Functions are provided for nibble/byte swapping, bit reversing/reflection, population count (i.e. count of 1 bits), counting of trailing/leading zero bits, find-first-set (i.e. index of first 1-bit), bit rotation, parity, simultaneous division quotient/remainder calculation, and constant-time string comparison.

In addition to the library functions, a test and benchmark program (in C) is also included that contains reference implementations for each library function, used to verify proper operation of the library functions and to benchmark against.

Setup

You may either use a pre-compiled version of the library, or build the library code yourself. See below for further details.

This library has been written to accommodate and provide for both 'medium' (16-bit address space) and 'large' (24-bit address space) STM8 memory models.

  • If you are building your project with either no specific SDCC memory model option, or the --model-medium option, then use the non-suffixed utils.lib library file.
  • If you are building with --model-large, then use the utils-large.lib library file.

Unsure?

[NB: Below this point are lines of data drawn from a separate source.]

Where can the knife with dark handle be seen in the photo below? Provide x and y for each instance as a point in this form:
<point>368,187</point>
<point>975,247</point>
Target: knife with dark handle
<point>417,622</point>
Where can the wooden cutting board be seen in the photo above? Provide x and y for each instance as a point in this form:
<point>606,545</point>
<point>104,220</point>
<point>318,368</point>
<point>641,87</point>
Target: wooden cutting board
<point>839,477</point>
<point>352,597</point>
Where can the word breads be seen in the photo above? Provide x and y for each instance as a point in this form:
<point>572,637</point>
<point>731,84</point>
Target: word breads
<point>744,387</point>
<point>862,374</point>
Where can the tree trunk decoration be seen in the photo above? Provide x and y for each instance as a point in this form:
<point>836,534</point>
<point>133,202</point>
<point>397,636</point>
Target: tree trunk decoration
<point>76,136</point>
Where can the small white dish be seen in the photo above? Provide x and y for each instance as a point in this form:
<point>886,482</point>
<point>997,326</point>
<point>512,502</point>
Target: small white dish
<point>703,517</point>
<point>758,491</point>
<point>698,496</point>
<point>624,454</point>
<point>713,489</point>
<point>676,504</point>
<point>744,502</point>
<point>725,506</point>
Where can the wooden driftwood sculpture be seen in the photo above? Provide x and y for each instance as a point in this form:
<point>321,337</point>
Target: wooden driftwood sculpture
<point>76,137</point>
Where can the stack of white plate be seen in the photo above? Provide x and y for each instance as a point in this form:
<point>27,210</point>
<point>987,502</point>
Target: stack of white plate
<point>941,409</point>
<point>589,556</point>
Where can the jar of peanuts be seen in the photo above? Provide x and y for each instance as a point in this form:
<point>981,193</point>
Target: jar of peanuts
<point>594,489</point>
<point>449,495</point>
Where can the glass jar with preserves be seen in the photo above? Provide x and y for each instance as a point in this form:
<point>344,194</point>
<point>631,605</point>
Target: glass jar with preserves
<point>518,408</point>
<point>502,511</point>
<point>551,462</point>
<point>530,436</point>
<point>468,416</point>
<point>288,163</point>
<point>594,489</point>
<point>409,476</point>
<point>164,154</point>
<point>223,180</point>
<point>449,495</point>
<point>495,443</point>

If your target STM8 microcontroller model has less than 32KB of flash memory, then choose the former version; if larger flash, then you probably want the latter.

Pre-compiled Library

  1. Extract the relevant .lib file (see above) and utils.h file from the release archive.
  2. Copy the two files to your project.

Building

This library is developed and built with the Code::Blocks IDE and SDCC compiler.

  1. Load the .cbp project file in Code::Blocks.
  2. Select the appropriate 'Library' build target for your STM8 memory model (see above) from the drop-down list on the compiler toolbar (or the Build > Select Target menu).
  3. Build the library by pressing the 'Build' icon on the compiler toolbar (or Ctrl-F9 keyboard shortcut, or Build > Build menu entry).
  4. Upon successful compilation, the resultant .lib file will be in the main base folder.
  5. Copy the .lib file and the utils.h file to your project.

Usage

  1. Include the utils.h file in your C code wherever you want to use the library functions.
  2. When linking, provide the path to the .lib file with the -l SDCC command-line option.

Function Reference

uint8_t swap(const uint8_t value)

The upper and lower nibbles (4 bits) of the input byte value are swapped and returned. For example, 0xAB becomes 0xBA.

uint16_t bswap_16(const uint16_t value)

Returns value with the order of its bytes reversed. For example, 0xAABB becomes 0xBBAA.

uint32_t bswap_32(const uint32_t value)

Returns value with the order of its bytes reversed. For example, 0xAABBCCDD becomes 0xDDCCBBAA.

uint8_t reflect_8(uint8_t value)

Returns value with the order of its bits reversed (i.e. reflected). For example, 0x33 (0b00110011) becomes 0xCC (0b11001100).

uint16_t reflect_16(uint16_t value)

Returns value with the order of its bits reversed (i.e. reflected).

uint32_t reflect_32(uint32_t value)

Returns value with the order of its bits reversed (i.e. reflected).

uint8_t pop_count_8(uint8_t value)

Counts and returns the number of 1-bits in the 8-bit argument value. For example, 0x8F (0b10001111) will give a result of 5.

uint8_t pop_count_16(uint16_t value)

Counts and returns the number of 1-bits in the 16-bit argument value.

uint8_t pop_count_32(uint32_t value)

Counts and returns the number of 1-bits in the 32-bit argument value.

uint8_t ctz_8(uint8_t value)

Counts and returns the number of trailing 0-bits in the 8-bit argument value, where 'trailing' means those bits in the least-significant positions. When the input is zero, the result is equal to the bit-width of the argument, 8. For example, 0x50 (0b01010000) will give a result of 4.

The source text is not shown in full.